For anyone who hasn’t been lucky enough to see it before, the central conceit of Arcadia – and a brilliant one – is to set it in two time frames, 1809 – 1812 and then the present day, both at the fictional manor house Sibley Park in Derbyshire. In the past, the dashing young tutor Septimus Harding tries to deal with his preternaturally gifted pupil Thomasina, while pining for her withering mother Lady Croom. In the present day, academics Hannah and Bernard clash over the likelihood that Lord Byron had been a visitor to Sibley Park, and his possible involvement in a fatal duel there. Comedy, drama and discussions of the infinite ensue.

 

Stoppard’s play is sufficiently robust to withstand the (minor) criticisms that can be levelled at it; there’s a long, rather uninteresting scene in which the young scientist Valentine (‘Brideshead Regurgitated’, as Bernard quips) tries to explain the principles of thermodynamics that suffers because it is more of a lecture than a dramatic scene, and, in this revival, Bernard’s entanglement with Chloe, the young daughter of the house, might strike audiences as somewhat creepy. Set against this is the joyful experience that it engenders of being interested by a well-plotted mystery, set against an increasingly moving love story between Septimus and Thomasina, which, as the play moves to its conclusion, can only end badly for both parties.

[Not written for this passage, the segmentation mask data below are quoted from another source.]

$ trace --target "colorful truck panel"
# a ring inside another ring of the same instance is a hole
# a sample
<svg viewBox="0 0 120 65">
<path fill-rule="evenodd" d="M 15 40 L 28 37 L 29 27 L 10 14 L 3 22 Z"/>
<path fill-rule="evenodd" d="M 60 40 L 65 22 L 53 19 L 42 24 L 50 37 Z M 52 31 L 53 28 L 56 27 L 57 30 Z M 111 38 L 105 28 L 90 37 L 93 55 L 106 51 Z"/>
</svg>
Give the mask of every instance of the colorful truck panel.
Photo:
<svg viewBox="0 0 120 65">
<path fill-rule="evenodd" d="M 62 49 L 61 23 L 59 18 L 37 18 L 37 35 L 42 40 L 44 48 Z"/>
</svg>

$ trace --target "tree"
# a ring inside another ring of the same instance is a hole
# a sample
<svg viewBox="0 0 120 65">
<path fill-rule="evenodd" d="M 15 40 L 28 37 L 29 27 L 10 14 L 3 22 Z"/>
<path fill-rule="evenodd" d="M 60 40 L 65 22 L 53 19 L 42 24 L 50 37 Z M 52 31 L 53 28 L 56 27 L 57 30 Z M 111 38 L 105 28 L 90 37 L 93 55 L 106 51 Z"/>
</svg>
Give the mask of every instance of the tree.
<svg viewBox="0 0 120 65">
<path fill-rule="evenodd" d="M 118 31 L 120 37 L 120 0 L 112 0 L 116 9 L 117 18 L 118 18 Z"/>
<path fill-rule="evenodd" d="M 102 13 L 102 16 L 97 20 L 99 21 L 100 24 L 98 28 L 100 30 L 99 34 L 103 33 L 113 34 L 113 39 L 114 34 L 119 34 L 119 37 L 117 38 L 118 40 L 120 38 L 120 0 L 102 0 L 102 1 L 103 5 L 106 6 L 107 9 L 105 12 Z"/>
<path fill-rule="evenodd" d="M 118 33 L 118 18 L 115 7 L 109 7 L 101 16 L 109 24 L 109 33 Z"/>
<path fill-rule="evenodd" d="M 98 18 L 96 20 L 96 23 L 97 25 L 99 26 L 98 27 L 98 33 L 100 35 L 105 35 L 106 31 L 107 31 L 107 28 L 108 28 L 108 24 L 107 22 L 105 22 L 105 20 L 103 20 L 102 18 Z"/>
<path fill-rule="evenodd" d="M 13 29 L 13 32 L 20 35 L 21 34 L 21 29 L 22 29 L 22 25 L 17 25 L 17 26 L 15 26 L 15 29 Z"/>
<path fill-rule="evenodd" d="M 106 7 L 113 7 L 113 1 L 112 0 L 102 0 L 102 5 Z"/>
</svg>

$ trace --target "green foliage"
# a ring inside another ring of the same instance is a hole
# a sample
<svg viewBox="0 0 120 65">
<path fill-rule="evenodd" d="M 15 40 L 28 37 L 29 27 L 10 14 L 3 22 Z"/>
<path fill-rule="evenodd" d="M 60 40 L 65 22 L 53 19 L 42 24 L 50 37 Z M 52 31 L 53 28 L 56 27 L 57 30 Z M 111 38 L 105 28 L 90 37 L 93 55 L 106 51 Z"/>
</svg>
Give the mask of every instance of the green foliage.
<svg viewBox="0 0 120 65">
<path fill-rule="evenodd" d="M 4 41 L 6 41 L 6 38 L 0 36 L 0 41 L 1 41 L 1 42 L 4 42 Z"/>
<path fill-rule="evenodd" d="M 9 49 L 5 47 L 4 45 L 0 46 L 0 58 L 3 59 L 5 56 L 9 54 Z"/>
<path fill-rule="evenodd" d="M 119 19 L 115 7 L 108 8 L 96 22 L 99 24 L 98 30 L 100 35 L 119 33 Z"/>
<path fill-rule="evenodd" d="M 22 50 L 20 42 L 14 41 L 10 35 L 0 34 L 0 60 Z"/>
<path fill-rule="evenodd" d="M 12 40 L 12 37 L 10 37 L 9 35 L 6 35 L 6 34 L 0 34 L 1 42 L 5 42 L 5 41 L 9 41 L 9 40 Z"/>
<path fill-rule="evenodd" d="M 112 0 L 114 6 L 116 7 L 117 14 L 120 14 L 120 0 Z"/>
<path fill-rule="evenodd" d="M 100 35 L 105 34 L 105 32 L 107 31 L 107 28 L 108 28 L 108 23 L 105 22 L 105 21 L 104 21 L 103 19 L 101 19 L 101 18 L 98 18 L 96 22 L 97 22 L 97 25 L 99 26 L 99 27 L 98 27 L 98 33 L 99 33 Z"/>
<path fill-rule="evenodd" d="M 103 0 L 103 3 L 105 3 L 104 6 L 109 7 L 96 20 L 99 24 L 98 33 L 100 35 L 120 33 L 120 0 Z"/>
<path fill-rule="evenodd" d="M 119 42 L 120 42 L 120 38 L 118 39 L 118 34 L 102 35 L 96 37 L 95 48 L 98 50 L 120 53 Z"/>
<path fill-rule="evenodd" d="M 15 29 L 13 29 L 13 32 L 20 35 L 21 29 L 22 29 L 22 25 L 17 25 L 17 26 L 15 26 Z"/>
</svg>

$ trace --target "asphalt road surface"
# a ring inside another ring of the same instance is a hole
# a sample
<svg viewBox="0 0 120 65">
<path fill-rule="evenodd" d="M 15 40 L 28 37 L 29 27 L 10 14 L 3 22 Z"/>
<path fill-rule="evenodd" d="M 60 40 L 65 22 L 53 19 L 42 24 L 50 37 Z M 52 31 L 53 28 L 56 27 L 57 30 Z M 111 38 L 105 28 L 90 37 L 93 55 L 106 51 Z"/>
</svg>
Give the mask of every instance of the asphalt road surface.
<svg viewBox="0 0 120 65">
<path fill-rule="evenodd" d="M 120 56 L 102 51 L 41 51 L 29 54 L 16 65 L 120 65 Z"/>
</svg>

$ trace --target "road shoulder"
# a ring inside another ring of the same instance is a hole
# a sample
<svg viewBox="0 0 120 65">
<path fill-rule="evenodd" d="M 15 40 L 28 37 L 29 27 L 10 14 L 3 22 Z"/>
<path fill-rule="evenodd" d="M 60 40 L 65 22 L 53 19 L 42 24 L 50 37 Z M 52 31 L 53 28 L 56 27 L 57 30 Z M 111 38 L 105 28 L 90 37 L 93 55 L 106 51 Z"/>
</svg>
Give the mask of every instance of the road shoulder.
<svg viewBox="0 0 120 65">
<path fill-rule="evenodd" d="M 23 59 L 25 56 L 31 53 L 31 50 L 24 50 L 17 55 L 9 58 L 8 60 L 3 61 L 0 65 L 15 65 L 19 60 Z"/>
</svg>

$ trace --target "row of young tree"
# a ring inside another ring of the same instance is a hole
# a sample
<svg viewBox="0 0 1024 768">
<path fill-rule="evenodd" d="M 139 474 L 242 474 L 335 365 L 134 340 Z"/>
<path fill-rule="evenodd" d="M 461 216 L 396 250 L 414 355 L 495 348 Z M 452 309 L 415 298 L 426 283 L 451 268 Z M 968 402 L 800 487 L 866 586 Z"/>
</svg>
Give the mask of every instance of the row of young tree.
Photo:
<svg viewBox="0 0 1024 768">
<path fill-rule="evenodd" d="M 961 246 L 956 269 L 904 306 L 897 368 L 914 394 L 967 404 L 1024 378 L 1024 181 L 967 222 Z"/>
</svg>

McIntyre’s staging whips along relatively briskly, helped by several excellent performances. Flora Montgomery slightly overdoes the double-takes of indignation at Bernard’s general absurdity, but is intelligent, touching and likeable as Hannah, the moral and physical centre of the play. As the preening, pompous academic, Robert Cavanah enjoys himself enormously; I’ve seen subtler interpretations of the character, but the mixture of ambition and lechery is beautifully conveyed. In the 19th century scenes, Kirsty Besterman gives it her best Lady Bracknell as Lady Croom, tossing off Stoppard’s repartee as if to the manor born, and Wilf Scolding is suitably Byronic and dashing as Septimus.

 

There are a couple of rather flat performances in the supporting roles, and it would be unfair to name and shame the actors involved, but this revival’s major problem is the casting of the excellently named Dakota Blue Richards as Thomasina. She certainly has the right look, pitched somewhere between ethereality and beauty, but severe problems with audibility and diction mean that it’s hard to hear most of what she’s saying (a common grumble at the interval), meaning that the play is robbed of its heart. The conclusion is, inevitably, affecting, but it’s telling that the use of Jeff Buckley’s ‘Lover, You Should Have Come Over’ gives an emotional heft that only some of the performances really justify. Still, for all its flaws, this is an enjoyable evening and it’s always good to see a play of this calibre embarking on an extensive national tour; Stoppard in a theatre near you is always a thing to be encouraged.